This is not an economic development policy. It’s a very expensive punch line to a very bad joke.

Third, the politics. By voting overwhelmingly this year to raise taxes on average North Carolinians in part to give cash handouts to big business, the majority Democrats in the General Assembly have just bestowed a dazzling gift on the state’s bedraggled and underfinanced Republican candidates. Because the new incentives are straight-out cash, and can’t be construed as attracting new jobs and tax base to the state, GOP challengers can reasonably argue that Democrats have crossed a bright and dangerous line, and are now in the business of giving taxpayers and small businesses the shaft for the sake of special interests. In this case, the Republicans are the populists and the Democrats are the elitists. State Treasurer Richard Moore and Lt. Gov. Beverly Perdue, the Democratic aspirants for the top job, were smart enough to endorse Easley’s original veto. Will they endorse the new bill, or be savvy enough to distance themselves to take a potentially potent issue off the table? We’ll soon see.
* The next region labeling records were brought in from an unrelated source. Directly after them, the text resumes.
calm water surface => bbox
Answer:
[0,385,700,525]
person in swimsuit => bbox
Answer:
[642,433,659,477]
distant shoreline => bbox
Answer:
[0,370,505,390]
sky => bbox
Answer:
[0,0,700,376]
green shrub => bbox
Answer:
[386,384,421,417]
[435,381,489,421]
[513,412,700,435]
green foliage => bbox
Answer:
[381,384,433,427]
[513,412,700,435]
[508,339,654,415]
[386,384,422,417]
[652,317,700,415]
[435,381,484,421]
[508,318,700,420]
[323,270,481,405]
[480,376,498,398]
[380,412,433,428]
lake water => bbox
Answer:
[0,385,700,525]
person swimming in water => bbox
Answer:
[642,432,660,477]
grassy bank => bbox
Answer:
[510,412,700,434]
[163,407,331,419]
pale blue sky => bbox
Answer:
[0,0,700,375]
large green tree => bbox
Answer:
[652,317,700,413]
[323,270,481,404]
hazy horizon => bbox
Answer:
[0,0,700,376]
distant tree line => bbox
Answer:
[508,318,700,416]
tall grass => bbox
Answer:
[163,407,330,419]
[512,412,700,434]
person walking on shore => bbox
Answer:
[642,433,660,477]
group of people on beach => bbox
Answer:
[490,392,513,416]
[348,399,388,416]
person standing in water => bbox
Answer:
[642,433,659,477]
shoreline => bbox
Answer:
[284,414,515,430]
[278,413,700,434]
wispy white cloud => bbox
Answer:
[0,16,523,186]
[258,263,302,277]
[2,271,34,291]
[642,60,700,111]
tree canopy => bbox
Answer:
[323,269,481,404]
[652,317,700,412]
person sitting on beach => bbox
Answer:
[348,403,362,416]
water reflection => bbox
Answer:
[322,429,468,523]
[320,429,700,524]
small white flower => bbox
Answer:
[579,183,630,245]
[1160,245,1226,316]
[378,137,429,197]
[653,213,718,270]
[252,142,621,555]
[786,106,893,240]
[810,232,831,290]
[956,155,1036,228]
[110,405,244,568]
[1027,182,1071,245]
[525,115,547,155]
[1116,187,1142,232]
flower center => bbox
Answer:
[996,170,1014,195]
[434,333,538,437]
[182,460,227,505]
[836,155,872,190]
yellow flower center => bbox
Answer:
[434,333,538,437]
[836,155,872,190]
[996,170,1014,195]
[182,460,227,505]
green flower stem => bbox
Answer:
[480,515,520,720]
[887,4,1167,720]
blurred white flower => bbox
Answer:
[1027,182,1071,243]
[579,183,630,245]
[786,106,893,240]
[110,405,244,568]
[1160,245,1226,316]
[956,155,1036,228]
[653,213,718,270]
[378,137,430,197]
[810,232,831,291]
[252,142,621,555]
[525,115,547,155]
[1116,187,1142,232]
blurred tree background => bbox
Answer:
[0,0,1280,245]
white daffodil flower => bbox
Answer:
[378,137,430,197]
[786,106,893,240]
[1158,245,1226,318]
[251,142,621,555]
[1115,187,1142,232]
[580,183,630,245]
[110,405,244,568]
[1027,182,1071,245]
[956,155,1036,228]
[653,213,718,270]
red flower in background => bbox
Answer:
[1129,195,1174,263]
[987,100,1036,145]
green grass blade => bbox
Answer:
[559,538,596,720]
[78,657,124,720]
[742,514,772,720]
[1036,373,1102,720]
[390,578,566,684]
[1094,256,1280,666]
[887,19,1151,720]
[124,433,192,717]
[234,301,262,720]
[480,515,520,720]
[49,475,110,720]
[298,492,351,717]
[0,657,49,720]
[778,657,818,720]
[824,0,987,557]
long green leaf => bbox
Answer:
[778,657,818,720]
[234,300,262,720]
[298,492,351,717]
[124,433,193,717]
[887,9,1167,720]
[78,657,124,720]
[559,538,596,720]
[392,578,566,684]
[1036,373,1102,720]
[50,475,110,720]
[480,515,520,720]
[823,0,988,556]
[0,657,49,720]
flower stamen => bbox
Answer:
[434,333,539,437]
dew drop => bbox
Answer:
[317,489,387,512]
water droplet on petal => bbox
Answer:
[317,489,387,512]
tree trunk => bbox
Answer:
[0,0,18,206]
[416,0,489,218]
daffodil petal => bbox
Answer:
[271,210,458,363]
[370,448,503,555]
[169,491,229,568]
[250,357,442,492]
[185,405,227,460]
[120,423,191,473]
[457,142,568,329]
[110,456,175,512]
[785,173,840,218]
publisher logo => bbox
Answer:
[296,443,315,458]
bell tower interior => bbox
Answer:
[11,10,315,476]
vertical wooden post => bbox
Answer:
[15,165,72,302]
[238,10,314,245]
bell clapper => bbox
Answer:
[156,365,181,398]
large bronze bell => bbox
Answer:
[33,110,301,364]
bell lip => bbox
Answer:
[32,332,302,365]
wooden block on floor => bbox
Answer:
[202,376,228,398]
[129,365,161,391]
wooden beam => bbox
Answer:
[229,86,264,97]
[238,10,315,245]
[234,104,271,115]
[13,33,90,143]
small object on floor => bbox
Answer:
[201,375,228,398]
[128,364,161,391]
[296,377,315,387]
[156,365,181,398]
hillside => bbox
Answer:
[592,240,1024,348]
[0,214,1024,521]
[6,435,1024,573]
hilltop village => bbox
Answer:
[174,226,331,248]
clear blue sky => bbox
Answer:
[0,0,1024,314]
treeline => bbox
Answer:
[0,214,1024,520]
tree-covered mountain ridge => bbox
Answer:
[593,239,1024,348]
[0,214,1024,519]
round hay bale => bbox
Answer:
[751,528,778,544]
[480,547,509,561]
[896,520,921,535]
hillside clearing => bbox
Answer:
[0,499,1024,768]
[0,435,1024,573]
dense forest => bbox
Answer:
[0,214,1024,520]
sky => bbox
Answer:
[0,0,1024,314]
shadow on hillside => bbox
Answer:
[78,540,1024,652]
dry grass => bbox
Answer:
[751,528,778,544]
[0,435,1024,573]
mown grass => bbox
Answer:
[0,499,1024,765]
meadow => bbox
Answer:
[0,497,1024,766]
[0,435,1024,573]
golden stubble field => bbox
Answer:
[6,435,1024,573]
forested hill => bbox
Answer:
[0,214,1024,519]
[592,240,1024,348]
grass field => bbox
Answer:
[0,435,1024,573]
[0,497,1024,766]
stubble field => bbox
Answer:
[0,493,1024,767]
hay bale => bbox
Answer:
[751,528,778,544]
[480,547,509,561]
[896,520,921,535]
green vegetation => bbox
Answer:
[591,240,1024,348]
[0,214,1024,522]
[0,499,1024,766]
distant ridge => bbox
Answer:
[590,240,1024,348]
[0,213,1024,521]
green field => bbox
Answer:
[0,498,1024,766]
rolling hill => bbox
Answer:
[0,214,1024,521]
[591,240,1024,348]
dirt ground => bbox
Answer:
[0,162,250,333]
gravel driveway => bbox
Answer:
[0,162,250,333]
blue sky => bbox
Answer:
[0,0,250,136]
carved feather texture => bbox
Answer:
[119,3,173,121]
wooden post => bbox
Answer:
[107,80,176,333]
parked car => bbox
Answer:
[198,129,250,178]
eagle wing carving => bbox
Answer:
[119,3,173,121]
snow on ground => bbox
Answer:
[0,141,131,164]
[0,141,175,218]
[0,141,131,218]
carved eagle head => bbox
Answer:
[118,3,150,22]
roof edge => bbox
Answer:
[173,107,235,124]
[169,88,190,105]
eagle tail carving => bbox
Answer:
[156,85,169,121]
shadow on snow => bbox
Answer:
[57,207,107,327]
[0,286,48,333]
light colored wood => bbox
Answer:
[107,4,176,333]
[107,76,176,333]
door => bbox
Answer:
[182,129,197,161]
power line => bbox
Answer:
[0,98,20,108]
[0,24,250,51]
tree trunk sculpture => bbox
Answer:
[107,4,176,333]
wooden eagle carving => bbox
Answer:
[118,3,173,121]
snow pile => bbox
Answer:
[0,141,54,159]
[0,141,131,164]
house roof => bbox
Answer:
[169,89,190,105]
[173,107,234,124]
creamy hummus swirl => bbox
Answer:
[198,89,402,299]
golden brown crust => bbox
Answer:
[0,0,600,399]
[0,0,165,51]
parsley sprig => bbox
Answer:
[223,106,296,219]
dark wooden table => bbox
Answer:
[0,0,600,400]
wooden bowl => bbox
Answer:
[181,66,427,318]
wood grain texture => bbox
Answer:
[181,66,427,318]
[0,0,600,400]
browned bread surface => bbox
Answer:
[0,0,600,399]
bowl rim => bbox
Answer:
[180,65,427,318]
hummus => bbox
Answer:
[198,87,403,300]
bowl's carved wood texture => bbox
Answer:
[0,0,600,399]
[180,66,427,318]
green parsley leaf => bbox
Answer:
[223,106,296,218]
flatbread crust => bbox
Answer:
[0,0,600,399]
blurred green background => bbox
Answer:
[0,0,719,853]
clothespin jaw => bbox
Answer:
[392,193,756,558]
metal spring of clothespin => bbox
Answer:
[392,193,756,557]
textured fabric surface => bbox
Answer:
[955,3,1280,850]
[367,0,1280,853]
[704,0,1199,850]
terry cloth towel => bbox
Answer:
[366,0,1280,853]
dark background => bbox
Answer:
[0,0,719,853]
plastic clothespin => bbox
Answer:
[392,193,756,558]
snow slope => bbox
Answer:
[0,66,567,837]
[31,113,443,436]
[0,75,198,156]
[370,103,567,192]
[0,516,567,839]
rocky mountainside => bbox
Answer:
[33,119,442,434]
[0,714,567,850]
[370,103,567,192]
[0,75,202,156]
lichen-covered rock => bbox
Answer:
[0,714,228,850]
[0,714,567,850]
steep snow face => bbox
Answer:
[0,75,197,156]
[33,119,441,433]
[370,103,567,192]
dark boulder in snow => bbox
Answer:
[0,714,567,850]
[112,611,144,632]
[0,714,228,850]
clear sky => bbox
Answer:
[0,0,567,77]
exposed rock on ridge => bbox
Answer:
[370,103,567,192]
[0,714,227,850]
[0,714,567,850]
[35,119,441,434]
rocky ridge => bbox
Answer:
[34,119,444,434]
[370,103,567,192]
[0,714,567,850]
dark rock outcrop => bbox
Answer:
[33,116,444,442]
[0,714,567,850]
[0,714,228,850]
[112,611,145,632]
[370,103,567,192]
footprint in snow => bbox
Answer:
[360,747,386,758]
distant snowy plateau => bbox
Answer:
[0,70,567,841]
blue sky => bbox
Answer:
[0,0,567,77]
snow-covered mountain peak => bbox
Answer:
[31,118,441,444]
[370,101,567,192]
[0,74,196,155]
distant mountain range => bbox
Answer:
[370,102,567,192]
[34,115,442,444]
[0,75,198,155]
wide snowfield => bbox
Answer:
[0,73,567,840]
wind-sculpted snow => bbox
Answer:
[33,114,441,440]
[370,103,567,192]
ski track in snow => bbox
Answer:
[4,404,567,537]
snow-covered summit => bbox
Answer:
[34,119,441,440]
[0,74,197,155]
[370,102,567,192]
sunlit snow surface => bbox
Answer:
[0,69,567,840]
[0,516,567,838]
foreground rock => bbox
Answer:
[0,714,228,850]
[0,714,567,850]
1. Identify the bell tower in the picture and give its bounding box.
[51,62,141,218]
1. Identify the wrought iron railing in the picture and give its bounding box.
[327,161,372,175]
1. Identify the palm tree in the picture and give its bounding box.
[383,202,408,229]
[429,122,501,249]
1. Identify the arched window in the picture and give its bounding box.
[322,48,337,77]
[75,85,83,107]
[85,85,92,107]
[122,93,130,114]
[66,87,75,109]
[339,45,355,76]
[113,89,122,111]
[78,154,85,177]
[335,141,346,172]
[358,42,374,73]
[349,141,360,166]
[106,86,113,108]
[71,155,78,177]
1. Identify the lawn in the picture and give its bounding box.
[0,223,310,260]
The fact that Easley and the General Assembly just added another $6 million a year in corporate welfare to the state budget is most annoying. But it may end up being simply the principal of a political investment whose future returns will be better public policy. Winning costly victories famously caused Pyrrhus to lose a bloody and consequential war. Perhaps it will do the same for the architects of this legislative disaster.

Hood is president of the John Locke Foundation.